Linux I/O Schedulers
The Linux kernel is a very complex piece of software used on a variety of computers, including embedded devices that need real-time performance, hand-held devices, laptops, desktops, servers, database servers, video servers, and very large supercomputers, including all of those in the TOP500. All of these computers have very different requirements, some of which include responsiveness to user input (e.g., so streaming music, video, or other interactivity is not interrupted). At the same time, the devices require good I/O performance to make sure data is saved properly. Some workloads have very high I/O throughput, so to make sure these requirements are met, the kernel uses schedulers.
Schedulers do exactly what they say: schedule activities within the kernel so that system activities and resources are scheduled to achieve an overall goal for the system. This goal could be low latency for input (as embedded systems require), better interactivity, faster I/O, or even a combination of goals. Primarily, schedulers are concerned with CPU resources, but they could also consider other system resources (e.g., memory, input devices, networks, etc.).

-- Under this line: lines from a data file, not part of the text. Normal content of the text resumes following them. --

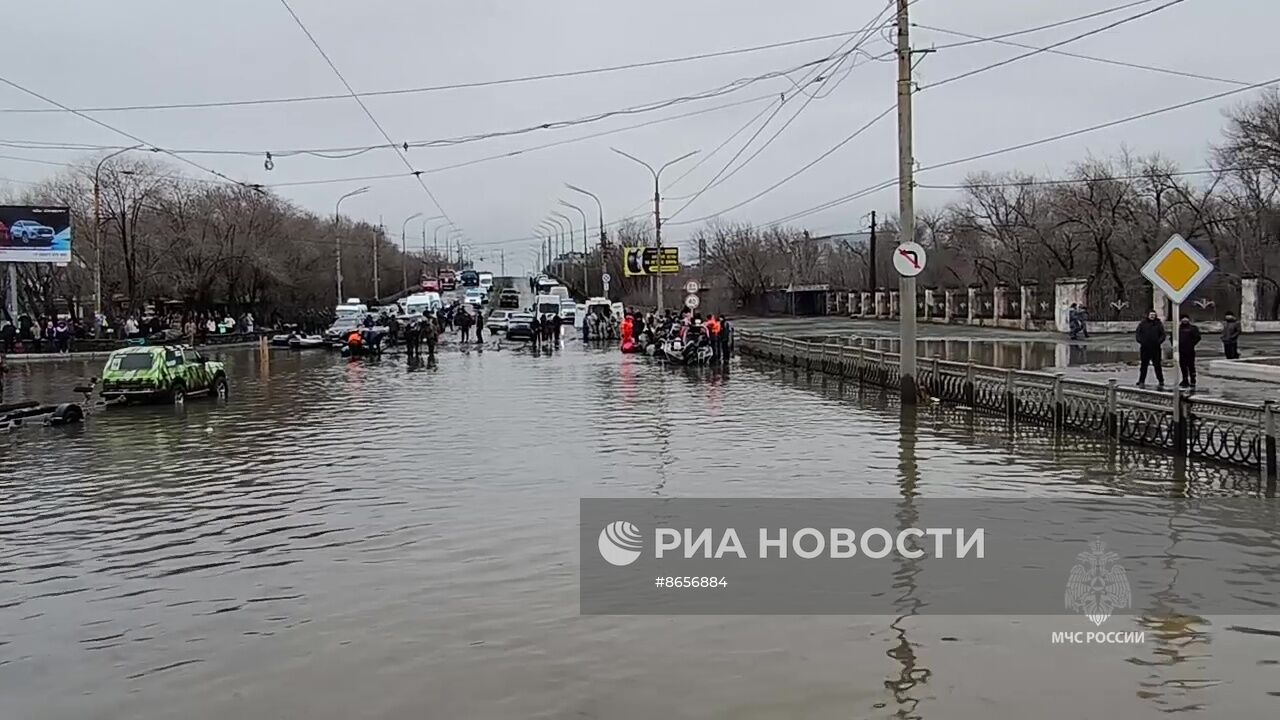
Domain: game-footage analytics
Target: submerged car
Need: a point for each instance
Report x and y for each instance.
(31, 233)
(520, 326)
(167, 372)
(508, 299)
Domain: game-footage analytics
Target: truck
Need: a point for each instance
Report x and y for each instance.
(448, 281)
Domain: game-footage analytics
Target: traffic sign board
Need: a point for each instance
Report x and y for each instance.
(909, 259)
(1176, 269)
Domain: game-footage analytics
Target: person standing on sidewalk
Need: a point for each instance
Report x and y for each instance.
(1188, 337)
(1151, 340)
(1230, 337)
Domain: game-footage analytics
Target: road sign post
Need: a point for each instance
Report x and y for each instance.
(1176, 269)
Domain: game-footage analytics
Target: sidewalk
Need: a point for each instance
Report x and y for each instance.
(1097, 359)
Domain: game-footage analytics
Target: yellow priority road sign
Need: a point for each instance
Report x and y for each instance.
(1176, 269)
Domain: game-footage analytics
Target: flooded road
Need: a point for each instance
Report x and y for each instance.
(348, 540)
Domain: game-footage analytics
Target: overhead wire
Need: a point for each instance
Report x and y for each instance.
(891, 182)
(365, 108)
(449, 86)
(945, 81)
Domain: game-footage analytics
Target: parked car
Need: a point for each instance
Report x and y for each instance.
(448, 281)
(168, 372)
(498, 320)
(520, 326)
(508, 299)
(31, 233)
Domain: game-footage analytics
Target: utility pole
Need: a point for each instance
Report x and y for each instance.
(378, 237)
(906, 203)
(871, 268)
(657, 212)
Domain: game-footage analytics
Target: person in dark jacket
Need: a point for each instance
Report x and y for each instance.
(1188, 337)
(535, 331)
(1230, 337)
(1151, 338)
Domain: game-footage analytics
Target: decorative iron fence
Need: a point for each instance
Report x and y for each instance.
(1235, 433)
(1105, 301)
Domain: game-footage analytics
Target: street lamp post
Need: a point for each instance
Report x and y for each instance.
(337, 235)
(97, 238)
(560, 242)
(657, 209)
(405, 250)
(435, 244)
(568, 223)
(599, 206)
(580, 212)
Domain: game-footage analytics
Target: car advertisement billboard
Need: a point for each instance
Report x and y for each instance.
(31, 233)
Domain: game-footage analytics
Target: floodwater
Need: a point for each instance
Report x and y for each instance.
(355, 540)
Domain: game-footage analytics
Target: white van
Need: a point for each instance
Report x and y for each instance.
(352, 309)
(423, 302)
(547, 305)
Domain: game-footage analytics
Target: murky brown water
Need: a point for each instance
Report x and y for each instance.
(348, 540)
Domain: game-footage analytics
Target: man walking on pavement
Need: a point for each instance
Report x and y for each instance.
(1151, 340)
(1230, 337)
(1188, 337)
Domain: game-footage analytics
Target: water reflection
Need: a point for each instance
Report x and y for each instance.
(905, 578)
(1014, 354)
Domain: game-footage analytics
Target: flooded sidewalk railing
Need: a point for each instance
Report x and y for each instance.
(1237, 433)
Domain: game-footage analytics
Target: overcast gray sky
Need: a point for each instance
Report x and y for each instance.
(88, 53)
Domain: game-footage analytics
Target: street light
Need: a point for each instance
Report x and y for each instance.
(560, 242)
(584, 242)
(657, 208)
(405, 251)
(97, 238)
(337, 238)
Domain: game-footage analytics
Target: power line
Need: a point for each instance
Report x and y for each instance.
(351, 151)
(1038, 28)
(721, 177)
(365, 108)
(784, 181)
(891, 182)
(1034, 182)
(118, 131)
(1092, 58)
(1050, 48)
(952, 78)
(449, 86)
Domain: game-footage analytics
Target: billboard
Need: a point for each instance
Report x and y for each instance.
(638, 261)
(31, 233)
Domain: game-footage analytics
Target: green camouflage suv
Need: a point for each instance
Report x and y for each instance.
(161, 372)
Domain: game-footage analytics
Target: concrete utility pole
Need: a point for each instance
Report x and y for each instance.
(905, 201)
(97, 241)
(337, 235)
(580, 212)
(405, 250)
(657, 212)
(378, 237)
(871, 267)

The focus of this article is the I/O scheduler, including I/O scheduler concepts and the various options that are available for I/O tuning.
Intro to I/O Schedulers
Virtually all applications running on Linux do some sort of I/O. Even surfing the web writes a number of small files to disk. Without an I/O scheduler, every I/O request would send an interrupt to the kernel so the I/O operation could be performed, moving the disk head around different blocks to satisfy the read and write requests. Over time, the disparity between the performance of disk drives and the rest of the system grows very rapidly, making I/O more important to overall system performance. As you can imagine, when the kernel has to address an interrupt, any kind of processing or interactive work is paused. Consequently, the system may appear unresponsive or slow.

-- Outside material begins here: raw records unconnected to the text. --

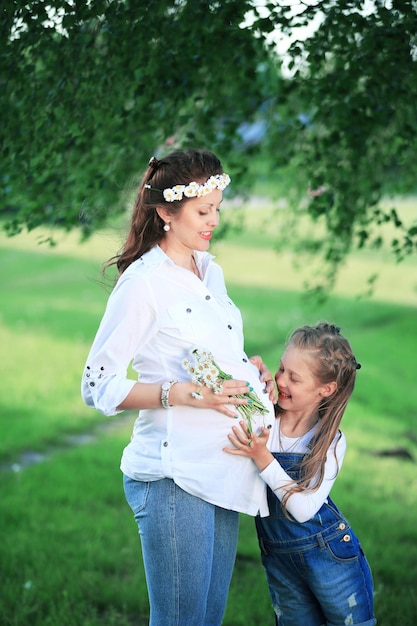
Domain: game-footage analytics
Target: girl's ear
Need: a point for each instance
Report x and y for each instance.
(328, 389)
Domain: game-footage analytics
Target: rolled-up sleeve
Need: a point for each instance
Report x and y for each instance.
(128, 322)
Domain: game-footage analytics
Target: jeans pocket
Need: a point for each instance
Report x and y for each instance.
(136, 493)
(344, 547)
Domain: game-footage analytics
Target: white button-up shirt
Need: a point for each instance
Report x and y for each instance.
(155, 315)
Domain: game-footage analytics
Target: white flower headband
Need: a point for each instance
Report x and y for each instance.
(193, 190)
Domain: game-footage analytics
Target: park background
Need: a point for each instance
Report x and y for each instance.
(85, 105)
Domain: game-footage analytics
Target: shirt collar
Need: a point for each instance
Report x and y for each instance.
(156, 256)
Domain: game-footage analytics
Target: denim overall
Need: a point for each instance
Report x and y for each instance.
(317, 572)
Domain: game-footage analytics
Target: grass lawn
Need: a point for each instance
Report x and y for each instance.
(70, 554)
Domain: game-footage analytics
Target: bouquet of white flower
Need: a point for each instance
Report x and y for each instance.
(204, 370)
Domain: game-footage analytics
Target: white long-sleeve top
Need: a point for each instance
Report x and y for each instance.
(155, 315)
(302, 505)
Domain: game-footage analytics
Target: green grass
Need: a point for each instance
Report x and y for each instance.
(70, 554)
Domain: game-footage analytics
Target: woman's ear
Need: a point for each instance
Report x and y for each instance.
(163, 214)
(328, 389)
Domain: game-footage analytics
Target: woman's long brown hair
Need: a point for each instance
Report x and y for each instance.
(146, 227)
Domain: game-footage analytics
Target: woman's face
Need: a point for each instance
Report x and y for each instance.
(192, 227)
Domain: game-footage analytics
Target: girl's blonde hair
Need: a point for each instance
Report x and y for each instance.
(332, 360)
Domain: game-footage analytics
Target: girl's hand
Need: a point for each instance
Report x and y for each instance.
(250, 445)
(265, 377)
(204, 398)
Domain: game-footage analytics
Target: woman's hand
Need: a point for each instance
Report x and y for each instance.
(251, 445)
(265, 377)
(204, 398)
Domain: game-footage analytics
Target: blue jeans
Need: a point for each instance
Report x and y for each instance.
(189, 549)
(317, 572)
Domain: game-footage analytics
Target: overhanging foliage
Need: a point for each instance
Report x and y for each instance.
(91, 89)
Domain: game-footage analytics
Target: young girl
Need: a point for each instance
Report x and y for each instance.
(316, 570)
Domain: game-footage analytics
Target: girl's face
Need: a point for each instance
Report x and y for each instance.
(192, 228)
(298, 389)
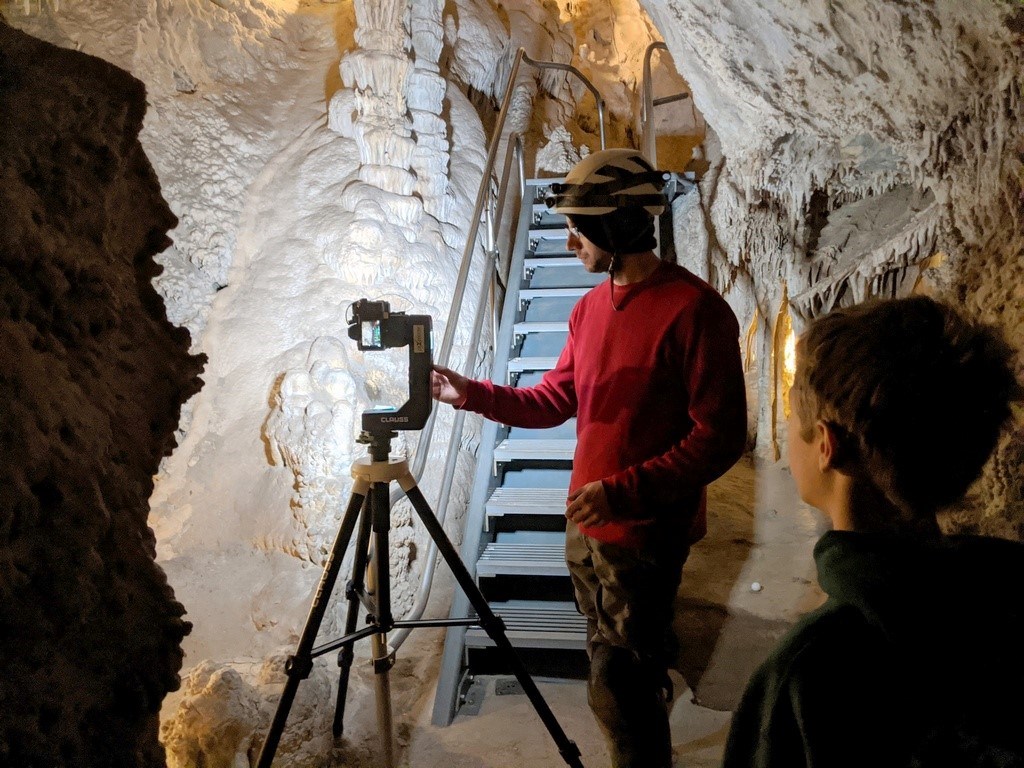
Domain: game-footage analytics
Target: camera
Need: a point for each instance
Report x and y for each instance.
(374, 327)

How do you schedule the I/O requests to preserve interactivity while also ensuring good I/O performance? The answer, as with most things, depends on the workload. In some cases, it would be nice to be able to do I/O while doing other things. In other cases, doing I/O as fast as possible is required, such as when a distributed application is creating a checkpoint. To balance these two very different workloads or to ensure that one workload is emphasized, an I/O scheduler is used.
The scheduling of I/O events must address many parts. For example, the scheduler might need to store events for some future execution. How it stores the events, the possible reordering of events, the length of time it stores the events, the execution of stored events when some condition is reached, the length of I/O execution, and so on are all crucial aspects of the scheduler. Exactly how these various aspects of the scheduler are implemented can have a huge effect on the overall I/O performance of the system and the perception of users when interacting with the system.
Defining the function or role of the system is probably the best place to start when considering scheduler design or the tuning of existing schedulers. For example, you should know whether the target system is an embedded device, a hand-held device, a laptop, desktop, server, supercomputer, and so on so that you can define what your goals are for the scheduler.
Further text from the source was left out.